Updated

Europe's flooding death toll swelled to at least 74 on Monday as torrential rains unleashed raging waters that swept away Russian tourists, triggered landslides in Germany and Switzerland and shut down shipping on the Danube River in Austria.

Russia was by far the hardest-hit area, with at least 58 deaths. Giant cranes hoisted ruined cars and other debris out of the Black Sea on Monday, and cleanup crews scoured coastal beaches in search of more bodies.

Thousands of Russian tourists who had descended on the Black Sea Coast for their summer vacations were caught up in the surprise flooding. Many remain stranded, their cars swept out to sea by a wall of water that came rushing down from the mountains.

As many as 4,000 tourists were still trapped in Shirokaya Balka, a scenic coastal village that was devastated by the flooding, the Interfax news agency reported.

An investigative team was being formed to examine all the deaths for possible criminal charges, prosecutor Nikolai Buzko told the ITAR-Tass news agency. The team was also examining why some buildings had been erected in areas where development is prohibited because of erosion and flooding concerns.

Austria saw its first three casualties in more than a week of unprecedented flooding. Two were in hard-hit towns in Salzburg province, where a firefighter swept away by a churning river in Mariapfarr, and a man whose body was found floating in a flooded cellar in Hallein. The third was a 48-year-old man who drowned in the village of Kirchheim in Upper Austria province.

"The scene is catastrophic," Wilfried Weissgaerber, the national fire brigade commander for the province of Lower Austria, told Austrian radio as he described collapsed houses and washed-out railway tracks.

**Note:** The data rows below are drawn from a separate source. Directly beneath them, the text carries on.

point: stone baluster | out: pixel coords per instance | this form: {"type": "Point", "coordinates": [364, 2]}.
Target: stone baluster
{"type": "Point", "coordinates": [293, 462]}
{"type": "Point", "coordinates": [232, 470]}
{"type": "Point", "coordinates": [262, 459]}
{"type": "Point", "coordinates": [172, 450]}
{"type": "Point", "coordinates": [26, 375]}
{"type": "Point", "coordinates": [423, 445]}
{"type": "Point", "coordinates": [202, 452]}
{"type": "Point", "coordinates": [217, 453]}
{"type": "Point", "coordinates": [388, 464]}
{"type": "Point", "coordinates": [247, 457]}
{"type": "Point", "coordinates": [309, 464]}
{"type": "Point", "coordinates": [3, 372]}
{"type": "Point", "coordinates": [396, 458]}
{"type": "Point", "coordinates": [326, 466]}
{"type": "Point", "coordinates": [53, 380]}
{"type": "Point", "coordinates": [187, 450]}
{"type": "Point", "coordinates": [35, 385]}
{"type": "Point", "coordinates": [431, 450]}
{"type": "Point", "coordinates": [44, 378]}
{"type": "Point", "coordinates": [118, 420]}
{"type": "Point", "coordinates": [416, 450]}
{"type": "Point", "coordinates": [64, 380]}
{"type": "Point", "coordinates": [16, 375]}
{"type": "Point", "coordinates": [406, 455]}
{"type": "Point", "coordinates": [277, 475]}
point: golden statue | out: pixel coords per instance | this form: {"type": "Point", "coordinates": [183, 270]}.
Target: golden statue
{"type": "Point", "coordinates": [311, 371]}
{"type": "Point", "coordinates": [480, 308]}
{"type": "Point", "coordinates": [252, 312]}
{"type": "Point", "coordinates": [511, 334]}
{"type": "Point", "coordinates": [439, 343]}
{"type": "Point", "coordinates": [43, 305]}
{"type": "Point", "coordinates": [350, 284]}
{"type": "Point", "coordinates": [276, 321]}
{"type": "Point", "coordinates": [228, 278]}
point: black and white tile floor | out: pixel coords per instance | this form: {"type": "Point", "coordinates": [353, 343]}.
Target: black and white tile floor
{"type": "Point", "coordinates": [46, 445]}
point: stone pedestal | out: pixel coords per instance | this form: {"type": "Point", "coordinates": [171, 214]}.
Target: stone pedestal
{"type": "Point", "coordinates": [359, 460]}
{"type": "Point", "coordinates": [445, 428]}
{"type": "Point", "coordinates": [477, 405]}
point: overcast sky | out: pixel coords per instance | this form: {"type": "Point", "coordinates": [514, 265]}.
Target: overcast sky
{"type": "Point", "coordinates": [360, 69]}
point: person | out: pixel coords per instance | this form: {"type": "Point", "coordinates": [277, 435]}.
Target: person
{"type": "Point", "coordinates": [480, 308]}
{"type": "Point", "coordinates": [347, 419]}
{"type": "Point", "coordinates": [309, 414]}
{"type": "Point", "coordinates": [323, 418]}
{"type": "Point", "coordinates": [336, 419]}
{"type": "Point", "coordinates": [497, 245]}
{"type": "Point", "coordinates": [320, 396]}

In Germany, a police officer died after her car ran out of control and turned over late Sunday night on the way to Wismar on the Baltic Sea coast, and a 68-year-old woman died of exhaustion while trying to clear her flooded basement in Dresden. Near the city of Jena, another driver was killed in an accident that injured nine others, officials said.

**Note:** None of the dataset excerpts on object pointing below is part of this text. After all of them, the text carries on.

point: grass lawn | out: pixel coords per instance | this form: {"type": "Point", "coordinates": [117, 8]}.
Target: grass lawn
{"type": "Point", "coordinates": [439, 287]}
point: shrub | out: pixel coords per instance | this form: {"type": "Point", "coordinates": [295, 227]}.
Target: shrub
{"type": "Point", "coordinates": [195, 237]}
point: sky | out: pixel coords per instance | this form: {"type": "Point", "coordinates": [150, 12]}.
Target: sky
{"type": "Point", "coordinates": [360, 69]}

Authorities in Thuringia state issued a flood alert for the Pleisse River, which broke its banks. Firefighters stacked 30,000 sandbags to protect houses from the rising water, and hundreds of German soldiers were helping residents reinforce riverbanks in other critical areas.

In the north, a train derailed near Hamburg after running into a mudslide caused by the rain. No one was injured, though the conductor and a passenger were treated for shock.

In the Czech Republic, thousands of people fled their homes Monday after numerous rivers overflowed their banks. In Radotin, a small town west of Prague, a 55-year-old man drowned in the swollen Vltava River, raising the death toll in that country to seven.

Prime Minister Vladimir Spidla declared a state of emergency in Prague and the regions of Bohemia, Plzen and Karlovy Vary. Authorities feared the Vltava could flood some areas of Prague, including the famous Kampa island, known for its architecture, and a zoo on the outskirts of the Czech capital. Some animals were moved to higher ground as a precaution.

A Prague hospital in the flood zone evacuated about 100 patients Monday, and workers were moving books and important documents to higher floors in buildings that house the National Library and the Czech Senate.

In eastern Switzerland, torrential rains caused a series of small landslides, including one that cut off a rail line between Chur and Arosa. Another on the Griesalp mountain in central Switzerland swept away a bridge, stranding more than 150 people until an emergency span could be put in place.

Austrian authorities used helicopters to rescue stranded homeowners from rooftops in Linz, about 120 miles west of Vienna, and 4,000 soldiers joined sandbagging operations Monday in the waterlogged provinces of Lower Austria and Upper Austria.

Water levels in the Danube River, which flows through Vienna, were being monitored anxiously. Austria's navigation authority halted all shipping on the Danube Monday as water levels neared 100-year highs, spokesman Reinhard Vorderwinkler said.

In Salzburg, the birthplace of Mozart, the sightseeing boat Amadeus sank Monday after being swamped in the flood-swollen Salzach River. There were no injuries.

Police in the scenic Danube town of Krems, meanwhile, said there were reports of evacuated homes being looted.